Come metodi aggiuntivi utilizzati per la diagnosi di calcoli renali, è stato utilizzato il metodo della TC o della risonanza magnetica, la nefroscintigrafia del radioisotopo.

trattamento

Il trattamento dei calcoli renali può essere costruito su due principi fondamentali per influenzarli: è un trattamento conservativo o un trattamento chirurgico.

La terapia conservativa è usata solo nei casi in cui le pietre sono piccole. A questo scopo vengono usati i farmaci, a causa degli effetti dei quali le pietre si dissolvono semplicemente. Tuttavia, possono essere utilizzati solo sulla base di una raccomandazione del medico con un esame completo preliminare. Uno dei componenti principali del trattamento conservativo è la dieta. In base alla composizione delle pietre e alle caratteristiche della loro struttura, viene determinato quali prodotti devono essere esclusi. Il corso complicato della malattia (per esempio la pielonefrite concomitante) determina la necessità di antibiotici.

La terapia chirurgica è necessaria nei casi in cui la terapia conservativa non fornisce i risultati appropriati. Qualche tempo fa, questo tipo di impatto implicava un'operazione aperta, che in seguito si concluse con la rimozione dell'organo interessato stesso. Ora un intervento chirurgico aperto per rimuovere una pietra nel rene è un fenomeno raro, un tale effetto è usato solo quando la dimensione della pietra è significativa o quando si sviluppa un'insufficienza renale.
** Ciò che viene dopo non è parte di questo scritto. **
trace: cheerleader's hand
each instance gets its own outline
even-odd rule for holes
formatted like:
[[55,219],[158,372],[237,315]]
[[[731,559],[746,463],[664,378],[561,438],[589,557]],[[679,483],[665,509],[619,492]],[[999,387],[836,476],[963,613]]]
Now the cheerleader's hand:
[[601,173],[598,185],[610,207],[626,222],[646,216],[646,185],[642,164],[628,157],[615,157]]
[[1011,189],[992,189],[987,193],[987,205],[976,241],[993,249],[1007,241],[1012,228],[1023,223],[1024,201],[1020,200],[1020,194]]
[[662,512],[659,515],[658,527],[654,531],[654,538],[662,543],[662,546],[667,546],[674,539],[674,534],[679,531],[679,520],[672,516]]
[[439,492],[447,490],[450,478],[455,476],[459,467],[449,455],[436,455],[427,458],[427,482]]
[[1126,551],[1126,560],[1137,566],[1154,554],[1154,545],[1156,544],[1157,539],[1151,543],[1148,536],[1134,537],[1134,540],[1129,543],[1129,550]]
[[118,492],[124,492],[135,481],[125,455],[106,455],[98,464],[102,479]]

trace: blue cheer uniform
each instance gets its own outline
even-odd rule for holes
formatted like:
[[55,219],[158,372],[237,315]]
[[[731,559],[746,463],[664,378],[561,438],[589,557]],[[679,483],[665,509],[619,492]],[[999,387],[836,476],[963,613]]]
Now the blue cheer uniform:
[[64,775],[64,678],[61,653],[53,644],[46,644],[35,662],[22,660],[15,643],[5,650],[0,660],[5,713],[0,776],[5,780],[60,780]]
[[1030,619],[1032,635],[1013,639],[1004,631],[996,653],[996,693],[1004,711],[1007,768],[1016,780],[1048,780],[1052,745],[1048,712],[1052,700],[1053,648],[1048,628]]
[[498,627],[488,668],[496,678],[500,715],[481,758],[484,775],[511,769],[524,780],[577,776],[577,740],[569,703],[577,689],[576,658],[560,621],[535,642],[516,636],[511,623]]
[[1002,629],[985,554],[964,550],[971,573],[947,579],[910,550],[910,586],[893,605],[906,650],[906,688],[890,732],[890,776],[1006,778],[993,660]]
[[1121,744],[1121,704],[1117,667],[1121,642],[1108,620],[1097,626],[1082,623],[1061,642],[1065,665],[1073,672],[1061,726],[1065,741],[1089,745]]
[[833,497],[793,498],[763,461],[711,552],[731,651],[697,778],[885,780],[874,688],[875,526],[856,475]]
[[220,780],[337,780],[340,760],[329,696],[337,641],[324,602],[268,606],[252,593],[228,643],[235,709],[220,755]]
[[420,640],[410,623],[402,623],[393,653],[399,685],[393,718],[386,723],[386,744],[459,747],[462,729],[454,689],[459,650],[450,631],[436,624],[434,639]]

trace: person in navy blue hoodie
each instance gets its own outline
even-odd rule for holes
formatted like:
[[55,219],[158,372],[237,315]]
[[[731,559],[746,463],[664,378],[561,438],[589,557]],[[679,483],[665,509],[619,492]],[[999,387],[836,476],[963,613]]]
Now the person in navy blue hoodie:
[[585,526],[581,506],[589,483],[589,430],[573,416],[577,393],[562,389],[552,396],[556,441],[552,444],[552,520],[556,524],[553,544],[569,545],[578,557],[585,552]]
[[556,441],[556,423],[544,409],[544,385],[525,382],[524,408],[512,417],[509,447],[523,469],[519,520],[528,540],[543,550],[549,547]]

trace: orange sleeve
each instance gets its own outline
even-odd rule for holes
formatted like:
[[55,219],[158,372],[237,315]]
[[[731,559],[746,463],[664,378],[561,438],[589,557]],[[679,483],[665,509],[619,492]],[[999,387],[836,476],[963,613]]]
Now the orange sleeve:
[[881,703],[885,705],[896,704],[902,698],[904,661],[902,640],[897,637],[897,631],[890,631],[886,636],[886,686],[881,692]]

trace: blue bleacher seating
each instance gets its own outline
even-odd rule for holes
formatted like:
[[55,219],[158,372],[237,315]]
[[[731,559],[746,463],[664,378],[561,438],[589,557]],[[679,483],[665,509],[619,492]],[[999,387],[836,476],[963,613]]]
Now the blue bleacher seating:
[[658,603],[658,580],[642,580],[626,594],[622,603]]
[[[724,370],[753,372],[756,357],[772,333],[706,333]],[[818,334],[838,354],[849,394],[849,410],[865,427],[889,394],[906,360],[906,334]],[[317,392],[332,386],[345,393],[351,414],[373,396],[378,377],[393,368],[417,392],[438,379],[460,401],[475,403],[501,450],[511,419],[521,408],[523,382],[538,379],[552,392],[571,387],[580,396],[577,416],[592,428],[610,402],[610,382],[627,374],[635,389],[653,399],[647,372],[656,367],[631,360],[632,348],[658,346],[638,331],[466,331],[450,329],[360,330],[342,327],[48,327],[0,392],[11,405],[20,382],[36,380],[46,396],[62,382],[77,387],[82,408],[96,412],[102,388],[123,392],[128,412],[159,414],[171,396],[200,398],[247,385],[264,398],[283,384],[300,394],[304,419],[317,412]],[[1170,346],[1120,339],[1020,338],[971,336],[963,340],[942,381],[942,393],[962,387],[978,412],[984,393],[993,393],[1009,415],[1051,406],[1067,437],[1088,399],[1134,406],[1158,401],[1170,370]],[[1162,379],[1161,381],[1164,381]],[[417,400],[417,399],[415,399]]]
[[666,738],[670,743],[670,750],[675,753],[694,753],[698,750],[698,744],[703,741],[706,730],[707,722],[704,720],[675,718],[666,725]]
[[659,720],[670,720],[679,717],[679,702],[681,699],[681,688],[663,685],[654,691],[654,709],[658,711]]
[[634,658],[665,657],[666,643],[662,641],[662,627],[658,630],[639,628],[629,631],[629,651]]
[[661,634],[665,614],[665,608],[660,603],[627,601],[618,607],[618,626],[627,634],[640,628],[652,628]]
Prima dell'operazione vengono prescritti farmaci che forniscono una migliore microcircolazione del sangue, inoltre vengono prescritti antibiotici e antiossidanti. In situazioni in cui l'uretere è bloccato da una pietra, il trattamento associato al movimento della pietra inizia con la rimozione dell'urina dal rene. Questo effetto appartiene ad un tipo di intervento chirurgico, viene eseguito in anestesia locale, non esclude la possibilità di una significativa perdita di sangue, così come lo sviluppo di complicanze.

Se compaiono sintomi che indicano la possibile presenza di calcoli renali, dovresti consultare un nefrologo.

Se pensi di avere calcoli renali e sintomi caratteristici di questa malattia, allora il tuo nefrologo può aiutarti.